Если вы вливаете живую кровь в секретную машинерию вымысла, то получается нечто большее, чем просто литература. В то время я, конечно, еще не мог оценить всей глубины своего чувства к Клайд. И тем более не понимал, как она относится ко мне. Не понимал я и своих отношений с Фоксом. И ни малейшего понятия не имел о том, каким адским раствором скреплены кирпичи отношений Фокса и Клайд. И уж конечно не понимал, куда вся эта история может нас завести. Я знал только, что я — полноправный участник событий, и гордился этим. И сейчас горжусь. Потому что я был для них не просто попутчиком. Жизнь бурлила, как река, выходила из берегов, управлять ею было невозможно, но только я один мог ее зафиксировать на бумаге. Даже в самом конце, когда все понеслось к черту, я все-таки продолжал описывать происходящее на чистых белых страничках, которые уже не казались мне пустыми и страшными. Пишущая машинка иногда может быть острее скальпеля. Да, Клайд, как всегда, была права: как только попытаешься передать мертвенными словами невыразимую человеческую красоту, она начинает исчезать из твоей жизни. Все живые мгновения обречены на исчезновение. Может быть, поэтому они и длятся вечно.
Как бы то ни было, я не виню себя за то, что случилось. И уж тем более не виню Клайд П., Фокса Г. и Тедди М. Кого я виню, так это издателя. И редакторов. И того парня, который брошюрует страницы книги где-то в типографии в Нью-Джерси. И парня, читающего эту книгу на пляже где-нибудь на Гавайях. Или женщину, которая читает ее в самолете, направляясь на деловую встречу в Индианаполисе. Или парня, продающего цветы в лавочке на углу. Или парня, покупающего эти цветы для своей жены, которая на самом деле не летит ни в какой Индианаполис ни на какую деловую встречу, а втирает лосьон для загара тому парню на гавайском пляже. Или всех тех людей, которые не делают то, что надо, не говорят то, что надо, не живут так, как надо, — а все потому, что действуют, говорят и живут не от полного сердца. Если уж винить кого-то за то, что случилось, то надо винить всех. На самом деле, можно винить и дух человеческий — за то, что он начинает мерцать и гаснуть как раз перед тем, как снова вспыхнуть.
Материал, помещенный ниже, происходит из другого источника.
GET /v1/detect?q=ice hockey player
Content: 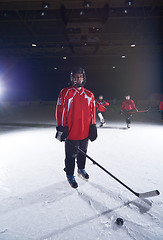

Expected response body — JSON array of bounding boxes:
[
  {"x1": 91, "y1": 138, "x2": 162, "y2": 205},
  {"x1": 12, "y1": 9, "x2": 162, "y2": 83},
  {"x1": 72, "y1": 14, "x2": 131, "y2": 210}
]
[
  {"x1": 56, "y1": 67, "x2": 97, "y2": 188},
  {"x1": 95, "y1": 95, "x2": 109, "y2": 127},
  {"x1": 121, "y1": 95, "x2": 138, "y2": 128},
  {"x1": 159, "y1": 101, "x2": 163, "y2": 121}
]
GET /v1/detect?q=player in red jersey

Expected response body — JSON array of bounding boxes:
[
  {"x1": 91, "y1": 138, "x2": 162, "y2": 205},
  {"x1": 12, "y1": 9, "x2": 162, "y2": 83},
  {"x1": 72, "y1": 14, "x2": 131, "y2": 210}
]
[
  {"x1": 121, "y1": 95, "x2": 138, "y2": 128},
  {"x1": 95, "y1": 95, "x2": 109, "y2": 127},
  {"x1": 56, "y1": 68, "x2": 97, "y2": 188}
]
Конечно, я не был ни слеп, ни глух. Я сделал несколько заметок в своем блокнотике. Эти каракули могут оживить человека, который возвращается ночью в свою полуподвальную квартиру и думает, чем бы заняться: повеситься или отправиться в кегельбан? Посмотришь на них и решаешь — писать. И начинаешь видеть вещи, обнаруживаешь, что паришь рядом с душами красивых и обреченных людей, а они обнимают тебя с такой открытостью, что становится стыдно. Писатель иногда похож на ребенка, который попал на какую-то церемонию и не может понять, что это — свадьба или похороны? Потом это окажется неважно, ребенок скоро научится видеть, слышать и думать, как все, и тогда он все опишет, как надо, и все исчезнет.
Есть, конечно, и другая точка зрения: литература и искусство не убивают вещи, а наоборот, даруют им вечную жизнь. Обе точки зрения и верны, и неверны одновременно, точно так же, как мы с вами можем быть сразу и правы, и неправы. Безусловно, искусство может навечно сохранить в умах людей идею, образ или истолкование происходящего. Но столь же верно и то, что сам процесс превращения музы в героиню романа ведет к тому, что музе становится незачем жить. Это все, конечно, мысли, которых писателю следует избегать, если только он хочет писать.
На самом деле в ту ночь я думал не только о высоких материях. Я думал еще о Клайд и Фоксе. И колотил по клавишам моей электрической пишущей машинки «Смит-Корона». Колотил до тех пор, пока вдруг не почувствовал, что что-то происходит.
Я вздрогнул, поднял глаза и увидел лицо в окне. Вообще-то в полуподвальной квартире такое случается, но в час ночи это уже страшновато. Кто-то подсматривал, как я пишу. И мне показалось, что кто-то подсматривает за моими мыслями.